Levels: elementary to advanced.
Ages: adults.
Type: conversation/fluency practice from student-generated, written questions.
Skills: listening; speaking; reading; writing.
Language focus: grammar – question-formation; vocabulary – informal/conversational; other grammar and vocab points as they arise.

Materials: blank paper & blu-tack OR post-it notes (5 per student). Students must have pens.

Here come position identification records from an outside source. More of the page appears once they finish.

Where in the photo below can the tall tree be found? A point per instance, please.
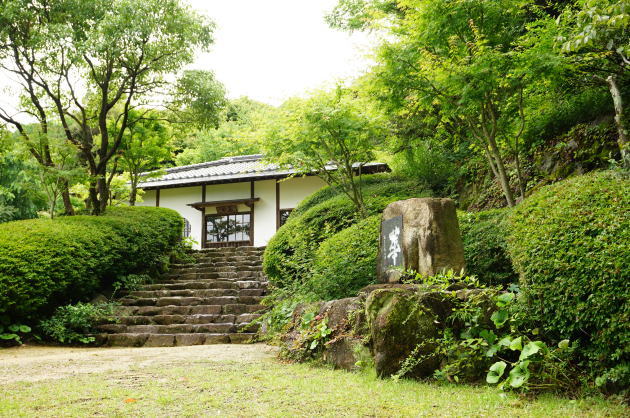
(78, 61)
(598, 32)
(145, 147)
(331, 133)
(456, 64)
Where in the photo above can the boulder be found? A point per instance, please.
(402, 321)
(345, 352)
(420, 235)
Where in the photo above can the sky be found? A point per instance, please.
(271, 50)
(268, 50)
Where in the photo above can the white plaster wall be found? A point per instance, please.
(294, 190)
(228, 191)
(264, 212)
(178, 199)
(148, 198)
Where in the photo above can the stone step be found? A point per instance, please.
(218, 267)
(218, 263)
(198, 293)
(214, 275)
(214, 300)
(189, 319)
(171, 340)
(190, 285)
(218, 328)
(229, 309)
(182, 301)
(206, 284)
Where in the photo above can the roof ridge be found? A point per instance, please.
(222, 161)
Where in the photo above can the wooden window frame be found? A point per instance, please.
(228, 243)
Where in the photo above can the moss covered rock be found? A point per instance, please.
(403, 320)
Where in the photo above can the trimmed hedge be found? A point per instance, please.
(291, 252)
(346, 262)
(484, 235)
(48, 263)
(570, 243)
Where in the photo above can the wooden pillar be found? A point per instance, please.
(252, 227)
(204, 225)
(277, 205)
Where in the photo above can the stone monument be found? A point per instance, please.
(420, 235)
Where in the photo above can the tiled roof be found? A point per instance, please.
(225, 170)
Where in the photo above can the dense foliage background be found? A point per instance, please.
(47, 263)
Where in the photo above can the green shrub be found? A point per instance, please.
(290, 253)
(484, 235)
(72, 324)
(346, 262)
(569, 242)
(48, 263)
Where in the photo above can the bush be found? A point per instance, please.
(484, 235)
(346, 262)
(569, 241)
(48, 263)
(72, 324)
(290, 253)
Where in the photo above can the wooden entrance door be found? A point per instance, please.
(229, 230)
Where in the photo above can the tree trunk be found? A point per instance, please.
(133, 193)
(95, 204)
(623, 135)
(522, 183)
(502, 176)
(65, 195)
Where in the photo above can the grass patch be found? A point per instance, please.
(270, 388)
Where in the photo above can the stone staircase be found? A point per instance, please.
(211, 301)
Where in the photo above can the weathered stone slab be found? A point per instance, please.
(400, 323)
(190, 339)
(160, 340)
(217, 339)
(420, 235)
(127, 340)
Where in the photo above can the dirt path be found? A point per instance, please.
(35, 363)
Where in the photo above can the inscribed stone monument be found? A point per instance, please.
(420, 235)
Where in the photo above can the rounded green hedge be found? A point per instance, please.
(570, 243)
(48, 263)
(290, 254)
(484, 235)
(346, 262)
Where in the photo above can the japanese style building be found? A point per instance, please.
(233, 201)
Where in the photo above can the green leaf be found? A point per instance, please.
(499, 318)
(489, 336)
(504, 299)
(505, 341)
(492, 350)
(519, 375)
(564, 344)
(516, 344)
(495, 372)
(530, 349)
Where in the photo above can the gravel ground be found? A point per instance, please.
(30, 363)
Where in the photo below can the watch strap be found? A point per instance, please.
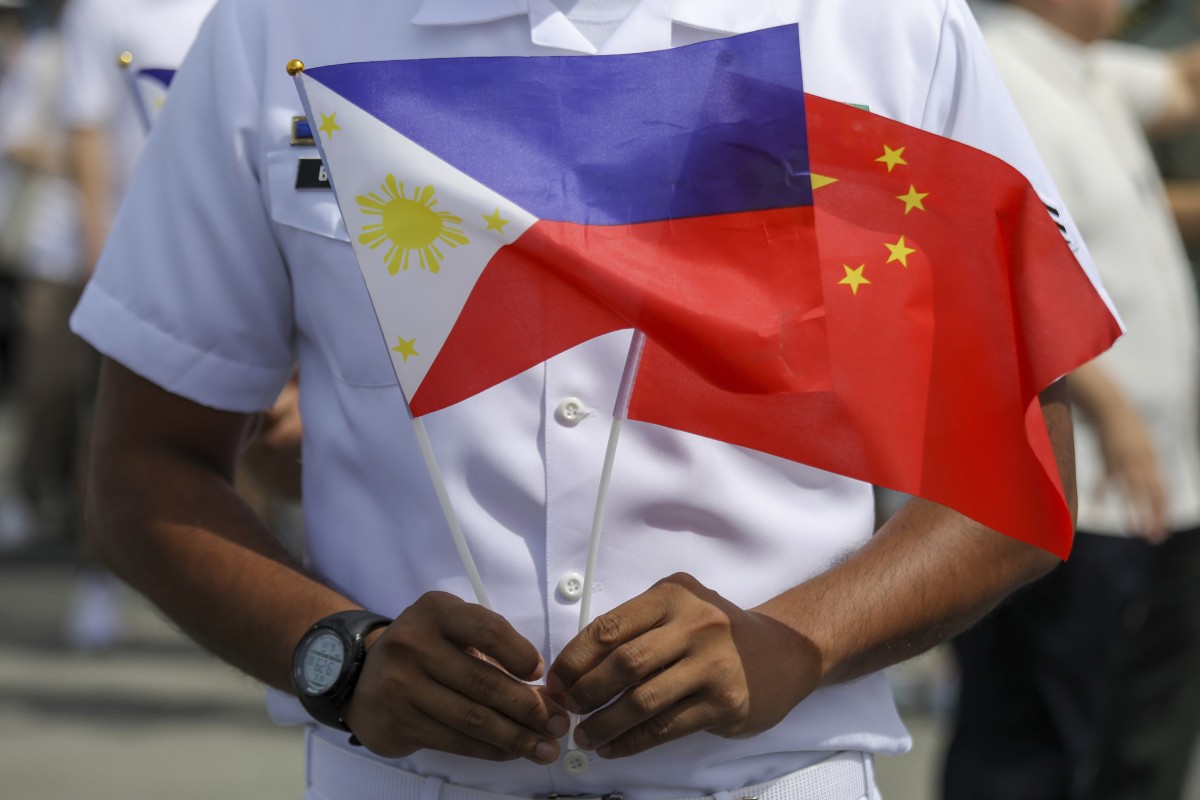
(352, 626)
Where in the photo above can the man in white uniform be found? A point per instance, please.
(221, 275)
(1035, 673)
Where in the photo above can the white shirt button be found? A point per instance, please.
(575, 763)
(570, 411)
(571, 585)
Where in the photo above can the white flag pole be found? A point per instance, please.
(460, 540)
(618, 416)
(295, 68)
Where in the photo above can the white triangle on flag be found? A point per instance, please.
(402, 203)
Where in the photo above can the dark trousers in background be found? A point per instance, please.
(1152, 707)
(1033, 678)
(55, 385)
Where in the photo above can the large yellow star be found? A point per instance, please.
(329, 124)
(853, 277)
(900, 252)
(892, 157)
(495, 221)
(912, 199)
(406, 348)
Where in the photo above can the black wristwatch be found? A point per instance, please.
(328, 660)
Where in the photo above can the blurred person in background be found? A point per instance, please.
(54, 370)
(1038, 674)
(11, 35)
(109, 120)
(105, 137)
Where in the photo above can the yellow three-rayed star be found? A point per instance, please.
(329, 124)
(495, 221)
(900, 252)
(912, 199)
(892, 157)
(853, 277)
(406, 348)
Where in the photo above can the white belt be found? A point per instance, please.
(341, 774)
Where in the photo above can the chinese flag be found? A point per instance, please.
(952, 300)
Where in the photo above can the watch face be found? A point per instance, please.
(322, 662)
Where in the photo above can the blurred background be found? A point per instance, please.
(100, 697)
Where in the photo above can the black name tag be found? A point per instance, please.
(311, 174)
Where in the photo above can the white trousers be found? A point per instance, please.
(339, 773)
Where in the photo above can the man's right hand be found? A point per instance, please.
(449, 675)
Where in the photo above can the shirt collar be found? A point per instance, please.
(647, 28)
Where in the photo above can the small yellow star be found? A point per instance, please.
(912, 199)
(406, 348)
(495, 221)
(892, 157)
(329, 124)
(900, 252)
(853, 277)
(821, 180)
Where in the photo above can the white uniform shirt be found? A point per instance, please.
(220, 275)
(1074, 101)
(156, 32)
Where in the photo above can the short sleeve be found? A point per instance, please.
(1143, 74)
(93, 82)
(191, 290)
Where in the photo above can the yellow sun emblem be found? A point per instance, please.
(408, 226)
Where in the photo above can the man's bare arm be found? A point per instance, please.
(162, 512)
(679, 659)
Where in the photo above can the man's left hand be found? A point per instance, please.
(677, 660)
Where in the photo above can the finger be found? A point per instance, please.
(637, 705)
(481, 683)
(600, 637)
(474, 626)
(456, 725)
(685, 717)
(628, 665)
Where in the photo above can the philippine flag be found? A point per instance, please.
(507, 209)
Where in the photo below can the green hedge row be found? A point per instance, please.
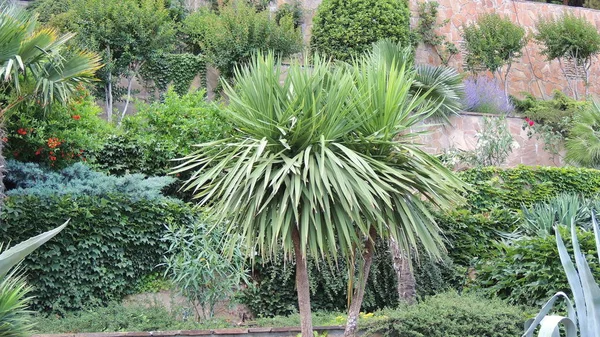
(510, 188)
(110, 243)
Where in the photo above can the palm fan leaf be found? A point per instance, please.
(318, 154)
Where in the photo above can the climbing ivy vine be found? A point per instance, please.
(176, 69)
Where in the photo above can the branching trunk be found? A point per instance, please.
(302, 286)
(359, 291)
(406, 280)
(109, 98)
(2, 162)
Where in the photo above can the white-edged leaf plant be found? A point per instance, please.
(583, 313)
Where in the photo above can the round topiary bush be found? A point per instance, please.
(345, 28)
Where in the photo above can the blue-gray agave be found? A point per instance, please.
(584, 315)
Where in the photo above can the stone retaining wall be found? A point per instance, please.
(333, 331)
(461, 134)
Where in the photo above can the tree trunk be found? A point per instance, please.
(302, 286)
(359, 291)
(406, 279)
(129, 82)
(2, 162)
(109, 98)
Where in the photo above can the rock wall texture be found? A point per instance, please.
(531, 73)
(462, 132)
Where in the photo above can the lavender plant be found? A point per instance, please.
(484, 95)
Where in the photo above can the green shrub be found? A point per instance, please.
(343, 29)
(451, 315)
(115, 317)
(110, 243)
(293, 9)
(495, 204)
(78, 180)
(57, 137)
(161, 132)
(470, 235)
(229, 37)
(511, 188)
(583, 143)
(273, 292)
(176, 69)
(492, 43)
(557, 113)
(202, 267)
(527, 271)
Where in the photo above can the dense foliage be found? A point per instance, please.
(201, 267)
(492, 42)
(57, 137)
(273, 291)
(485, 95)
(161, 132)
(495, 204)
(229, 37)
(344, 29)
(127, 33)
(178, 70)
(528, 271)
(511, 188)
(112, 240)
(583, 143)
(78, 180)
(452, 315)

Preparation: if you’re using paper rather than post-it notes, cut the paper into strips (5 strips per student).

Procedure:

  1. Board “in the pub” or “with your friends”. Elicit what topics your students might talk about in this situation. Board the topics (which might include: friends; family; music; film; books; relationships; hopes and fears; future plans; your last holiday; the weekend; etc.)
  2. If your class is lower-level, you might want to elicit some example questions here, and go through the question forms.
  3. Show your students the paper/post-it notes. Explain that you will give them five each. Elicit that they should write five questions, one on each piece of paper, on topics from the board. Elicit that these should be questions they might ask their friends in the boarded social situation.
  4. Distribute the paper/post-it notes. Allow about 4 minutes for students to write their questions. Faster finishers can write a sixth question. Slower finishers can write just four.
  5. Ask all your students to pass their questions to the person on the left. Elicit they should not ask any of their questions yet. Ask your students to check the grammar and vocabulary of the questions they’ve been given. Is there anything they want to change? You can circulate around the room here, giving any advice as necessary.
  6. Go round the room, dividing your students into A, B, A, B, etc. pairs. If you have an odd number of students, the final two can both be Bs.
  7. Ask As to give grammar feedback to Bs. Then ask the Bs to give grammar feedback to As. Be available to help with any questions here.
  8. Distribute the blu-tack, if necessary. Ask all your students to stand up and go and put the questions on the walls.
  9. Divide your students into groups of 3 or 4. Ask them to circulate, choosing questions they want to discuss with their partners. Elicit that they can ask follow-up questions, and that the purpose of the activity is to practice conversational fluency, so they should give full answers wherever possible. Set a time-limit of perhaps 15 minutes for your students.
  10. Monitor your students’ conversations and note down any language errors and good usage.
  11. Elicit some content feedback – perhaps you could nominate one or two students to tell the class one interesting thing they heard from one of their partners. The class could then ask any follow-up questions to get more information.
  12. Give language feedback – perhaps boarding gapped sentences from your notes and asking each group to decide what word goes in each of the gaps.

Follow-up: You could regroup the students and ask them to choose three or four sentences from the board. They could then expand these into a longer, written dialogue (while you circulate, helping with any grammar and vocabulary issues), which they could then perform. This time, the listening students and you could monitor for pronunciation.